4. The client stores the server's response and sends a request for the file list of the server's jar file via XML-RPC. The server responds with a list (taken from the server's database).
5. The client calculates MD5 checksums for all local files that it can find (looking in the file list from the server), the rest are given a checksum of 0. The client then sends the result to the server (via XML-RPC).
6. The server checks all MD5 checksums against the entries in the database and returns a list of all the files for which the checksums did not match (i.e. a list of all files that are out of date). The following array is sent back for each file that is out of date: [filename, size, correct md5] (all of those things are read from the database).
7. If nothing is out of date then the client stops here, otherwise it continues.
8. The client requests a changelog from the server (via XML-RPC). The server responds with all changes (as entered by the administrator) made between the client's versions and the latest version.
9. The client displays the changes and asks the listener with shouldStartDownloading() if it should download the files.
10. If false is returned from the method then the client stops here, otherwise it continues.

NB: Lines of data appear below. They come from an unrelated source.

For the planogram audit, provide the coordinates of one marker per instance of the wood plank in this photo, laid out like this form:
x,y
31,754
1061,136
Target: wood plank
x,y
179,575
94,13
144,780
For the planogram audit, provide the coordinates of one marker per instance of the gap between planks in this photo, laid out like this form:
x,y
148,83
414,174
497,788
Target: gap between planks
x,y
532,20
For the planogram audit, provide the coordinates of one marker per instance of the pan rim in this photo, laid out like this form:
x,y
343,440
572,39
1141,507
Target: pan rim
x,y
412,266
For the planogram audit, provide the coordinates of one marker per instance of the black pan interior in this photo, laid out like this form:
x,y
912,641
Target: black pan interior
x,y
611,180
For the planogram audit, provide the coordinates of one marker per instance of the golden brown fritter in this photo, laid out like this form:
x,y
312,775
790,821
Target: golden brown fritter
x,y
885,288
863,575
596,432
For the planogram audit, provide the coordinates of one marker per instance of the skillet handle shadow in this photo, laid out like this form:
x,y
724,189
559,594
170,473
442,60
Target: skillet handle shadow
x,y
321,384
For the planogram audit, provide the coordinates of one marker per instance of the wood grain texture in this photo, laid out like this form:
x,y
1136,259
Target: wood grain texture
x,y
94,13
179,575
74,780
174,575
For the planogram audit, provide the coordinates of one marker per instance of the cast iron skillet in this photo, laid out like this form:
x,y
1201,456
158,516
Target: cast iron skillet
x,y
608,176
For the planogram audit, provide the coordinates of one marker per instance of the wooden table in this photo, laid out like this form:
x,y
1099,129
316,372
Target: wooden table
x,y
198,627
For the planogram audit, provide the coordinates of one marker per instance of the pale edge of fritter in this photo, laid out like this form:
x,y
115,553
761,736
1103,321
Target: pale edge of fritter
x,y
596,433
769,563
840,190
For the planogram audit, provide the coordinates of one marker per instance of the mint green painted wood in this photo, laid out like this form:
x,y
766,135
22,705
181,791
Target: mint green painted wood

11. The client starts downloading the out of date files one by one into a temporary storage. For each file the client calculates the MD5 checksum and make sure that it matches, otherwise it tries again (until it's out of tries).
12. The client begins to patch once all out of date files are downloaded. It copies the current jar's up to date files into a new jar file and then writes the downloaded files into that jar. Once all is done without errors it replaces the old jar with the up to date jar, hence completing the update.